Last week I received an email from my web host. It said that all customers needed to backup and move their data because their hosting services would be shutting down immediately. It was a strange email. After some digging, I found out that the reason for the shut down was that the CEO had just died. There was evidently no one who could step in and take over the business. So the decision was make to close.
Why would the unfortunate death of one employee, even a very high level employee, cause a business to shut down? Simply put, it is the lack of succession planning. What is succession planning and why is it important? Wikipedia has a good definition:
Succession planning is a process for identifying and developing internal people with the potential to fill key business leadership positions in the company. Succession planning increases the availability of experienced and capable employees that are prepared to assume these roles as they become available.
To put it another way, it is making sure that your “bus factor” is greater than 1. The loss of one employee (either though death, retirement, or a new job) should not cripple an organization or a department. This speaks directly to the Availability part of the C.I.A. (Confidentiality, Integrity, Availability) of data security.
What practical steps can we take to ensure at least a basic form of Succession Planning is in place?

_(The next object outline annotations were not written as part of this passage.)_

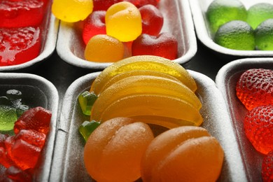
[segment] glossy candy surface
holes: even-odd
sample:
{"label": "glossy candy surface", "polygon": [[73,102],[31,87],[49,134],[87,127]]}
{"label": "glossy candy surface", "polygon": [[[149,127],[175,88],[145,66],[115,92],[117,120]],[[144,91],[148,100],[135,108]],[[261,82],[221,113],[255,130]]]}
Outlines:
{"label": "glossy candy surface", "polygon": [[273,105],[249,111],[244,121],[246,135],[254,148],[263,154],[273,150]]}
{"label": "glossy candy surface", "polygon": [[142,31],[141,15],[139,9],[129,2],[112,5],[105,16],[106,33],[122,42],[134,41]]}
{"label": "glossy candy surface", "polygon": [[171,34],[163,32],[158,36],[142,34],[132,45],[132,55],[155,55],[169,59],[177,58],[178,42]]}
{"label": "glossy candy surface", "polygon": [[43,18],[42,0],[2,0],[0,2],[0,27],[38,26]]}
{"label": "glossy candy surface", "polygon": [[0,28],[0,66],[22,64],[34,59],[40,53],[40,48],[38,27]]}
{"label": "glossy candy surface", "polygon": [[236,94],[248,110],[273,104],[273,71],[251,69],[244,72],[236,85]]}
{"label": "glossy candy surface", "polygon": [[83,157],[88,174],[98,181],[134,181],[142,155],[154,136],[148,125],[117,118],[100,125],[90,136]]}
{"label": "glossy candy surface", "polygon": [[99,34],[89,40],[85,50],[85,58],[96,62],[114,62],[123,58],[124,46],[118,39]]}
{"label": "glossy candy surface", "polygon": [[155,6],[145,5],[139,8],[142,19],[142,34],[157,36],[163,25],[163,15]]}
{"label": "glossy candy surface", "polygon": [[92,12],[84,21],[83,39],[85,45],[89,40],[97,34],[106,34],[105,15],[106,11],[97,10]]}
{"label": "glossy candy surface", "polygon": [[52,13],[58,19],[67,22],[85,20],[93,10],[92,0],[54,0]]}

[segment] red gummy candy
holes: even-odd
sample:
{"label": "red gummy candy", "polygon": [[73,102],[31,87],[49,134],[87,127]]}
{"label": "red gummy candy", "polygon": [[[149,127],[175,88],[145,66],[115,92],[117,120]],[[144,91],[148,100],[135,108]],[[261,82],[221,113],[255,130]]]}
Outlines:
{"label": "red gummy candy", "polygon": [[93,0],[93,11],[106,10],[114,4],[122,1],[121,0]]}
{"label": "red gummy candy", "polygon": [[7,155],[20,169],[34,168],[40,156],[41,148],[12,136],[6,140]]}
{"label": "red gummy candy", "polygon": [[139,8],[142,19],[142,34],[157,36],[163,25],[163,15],[155,6],[145,5]]}
{"label": "red gummy candy", "polygon": [[46,134],[50,128],[51,112],[43,107],[32,108],[25,111],[15,122],[13,131],[34,130]]}
{"label": "red gummy candy", "polygon": [[270,152],[262,160],[262,177],[263,182],[273,181],[273,150]]}
{"label": "red gummy candy", "polygon": [[273,105],[260,106],[248,111],[244,118],[246,137],[263,154],[273,150]]}
{"label": "red gummy candy", "polygon": [[40,52],[40,29],[0,29],[0,66],[19,64],[36,57]]}
{"label": "red gummy candy", "polygon": [[85,45],[94,36],[106,34],[106,11],[105,10],[94,11],[85,20],[82,35]]}
{"label": "red gummy candy", "polygon": [[38,26],[45,13],[42,0],[1,0],[0,27],[22,27]]}
{"label": "red gummy candy", "polygon": [[133,4],[137,8],[140,8],[146,4],[151,4],[155,6],[158,6],[160,0],[124,0],[123,1],[128,1]]}
{"label": "red gummy candy", "polygon": [[273,104],[273,71],[265,69],[246,71],[236,85],[236,94],[248,110]]}
{"label": "red gummy candy", "polygon": [[142,34],[132,45],[132,55],[155,55],[175,59],[177,52],[178,42],[176,38],[167,32],[157,36]]}

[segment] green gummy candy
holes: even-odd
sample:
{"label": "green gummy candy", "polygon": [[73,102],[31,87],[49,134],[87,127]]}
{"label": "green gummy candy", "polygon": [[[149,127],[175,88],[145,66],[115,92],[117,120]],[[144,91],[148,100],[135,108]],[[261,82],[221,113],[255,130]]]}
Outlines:
{"label": "green gummy candy", "polygon": [[78,100],[83,114],[90,115],[92,106],[97,98],[97,97],[95,94],[90,93],[88,91],[84,92],[78,97]]}
{"label": "green gummy candy", "polygon": [[273,50],[273,19],[262,22],[255,29],[255,41],[258,50]]}
{"label": "green gummy candy", "polygon": [[17,120],[16,108],[9,106],[0,106],[0,130],[12,130]]}
{"label": "green gummy candy", "polygon": [[214,0],[206,13],[212,33],[216,32],[222,24],[232,20],[246,21],[247,10],[238,0]]}
{"label": "green gummy candy", "polygon": [[99,122],[94,120],[85,121],[78,128],[78,131],[86,141],[91,133],[100,125]]}
{"label": "green gummy candy", "polygon": [[214,41],[218,45],[234,50],[255,50],[254,31],[246,22],[234,20],[220,27]]}
{"label": "green gummy candy", "polygon": [[273,4],[255,4],[249,8],[246,22],[255,29],[263,21],[273,18]]}

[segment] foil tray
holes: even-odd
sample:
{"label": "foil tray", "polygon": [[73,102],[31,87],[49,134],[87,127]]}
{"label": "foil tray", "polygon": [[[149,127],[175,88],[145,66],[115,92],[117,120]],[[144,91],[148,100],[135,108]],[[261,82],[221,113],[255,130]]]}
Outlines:
{"label": "foil tray", "polygon": [[[52,165],[57,128],[59,95],[56,88],[48,80],[33,74],[0,73],[0,95],[10,89],[22,92],[22,102],[29,107],[42,106],[52,112],[50,130],[35,169],[33,181],[47,181]],[[0,167],[1,169],[1,167]]]}
{"label": "foil tray", "polygon": [[262,181],[261,167],[265,155],[255,150],[245,135],[244,118],[247,110],[237,97],[235,91],[236,83],[241,74],[254,68],[273,69],[273,58],[246,58],[231,62],[219,70],[216,82],[228,107],[248,181],[256,182]]}
{"label": "foil tray", "polygon": [[[227,60],[245,57],[273,57],[273,50],[238,50],[224,48],[213,41],[206,16],[206,10],[213,0],[189,0],[192,19],[198,39],[209,50]],[[240,0],[246,9],[258,3],[272,3],[268,0]]]}
{"label": "foil tray", "polygon": [[[197,42],[188,0],[161,0],[158,8],[164,17],[161,32],[172,34],[178,42],[178,57],[174,61],[178,64],[190,61],[197,52]],[[82,22],[61,21],[56,47],[59,57],[71,65],[85,69],[102,69],[111,64],[85,60],[82,28]]]}
{"label": "foil tray", "polygon": [[16,70],[28,69],[29,67],[44,61],[53,53],[56,48],[59,21],[51,13],[51,4],[52,1],[49,0],[46,7],[47,13],[40,26],[42,42],[39,55],[30,61],[20,64],[0,66],[0,71],[10,72]]}
{"label": "foil tray", "polygon": [[[188,70],[195,79],[197,95],[202,103],[202,127],[217,138],[225,158],[219,181],[246,181],[246,175],[236,142],[234,131],[225,101],[215,83],[204,74]],[[81,112],[78,97],[89,90],[99,72],[89,74],[76,80],[65,94],[61,109],[52,165],[50,176],[52,181],[88,181],[83,163],[84,141],[78,128],[89,117]]]}

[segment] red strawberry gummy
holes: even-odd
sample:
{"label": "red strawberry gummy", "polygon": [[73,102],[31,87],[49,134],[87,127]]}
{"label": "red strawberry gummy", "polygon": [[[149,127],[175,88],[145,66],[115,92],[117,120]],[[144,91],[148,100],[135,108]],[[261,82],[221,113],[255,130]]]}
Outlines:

Assign Primary and Secondary Roles
If we manage other people, we should designate a primary and a secondary person for each key role. It should never be the case that only one person has all of the knowledge of a certain subject or task in his head. There should always be a backup, someone who can take over when the primary goes on vacation or even leaves the company. The secondary doesn’t need to be an expert, but should at least know the basics and be able to perform most of the day to day tasks.
Cross Training and Knowledge Sharing
This is key for the secondary role to be effective. Again, the goal is to avoid a situation where all of the knowledge is kept in one person’s head. So primary and secondary roles should work together on major projects, troubleshooting, etc. It can also be very effective if the secondary takes the primary’s role for one day. Both will be present. This allows hands on experience to be paired with tutoring from the primary. Thus, the verbal knowledge can be reinforced through work.
Ah, yes. The word all of us dread. Even though it is a tedious process, every member of an IT department can help by documenting his or her regular activities. If you are responsible for a system, create Visio diagrams explaining the architecture. Create a how-to guide for common tasks. Create a basic troubleshooting guide for common problems. Basically, create any documentation YOU would like to have if you were asked to take over this role.
This is something that is very often overlooked in both large and small IT organizations. They do not have all of their administrative passwords stored in one secure, encrypted location. This can cause a lot of problems for an organization. One of the worst examples of this was Terry Childs, the FiberWAN administrator for San Francisco who refused to divulge the admin passwords after he was fired. This effectively locked the city of San Francisco out of their network. They could not perform any administrative functions on their switches or routers. No matter your opinion on the actions of Terry Childs or the city of San Francisco, it is clear that having one person with all the passwords is dangerous.
There are many different password vaults that can be used in any price range. If you have no budget for a password vault, passwords can be stored within a Keepass vault. Keepass is free and an excellent and secure way to store passwords. Of course, it has no auditing capabilities or granular access controls. If you can spare a little money, Manage Engine makes a product called Password Manager Pro that has full auditing, granular access controls, password approval workflows, session recording and a lot more. And, of course, on the high end is CyberArk. But whatever is used, make sure that administrative passwords are available if an employee leaves.
To conclude, succession planning is vital for an IT department. And every team member should ensure that his or her activities can be performed by another employee.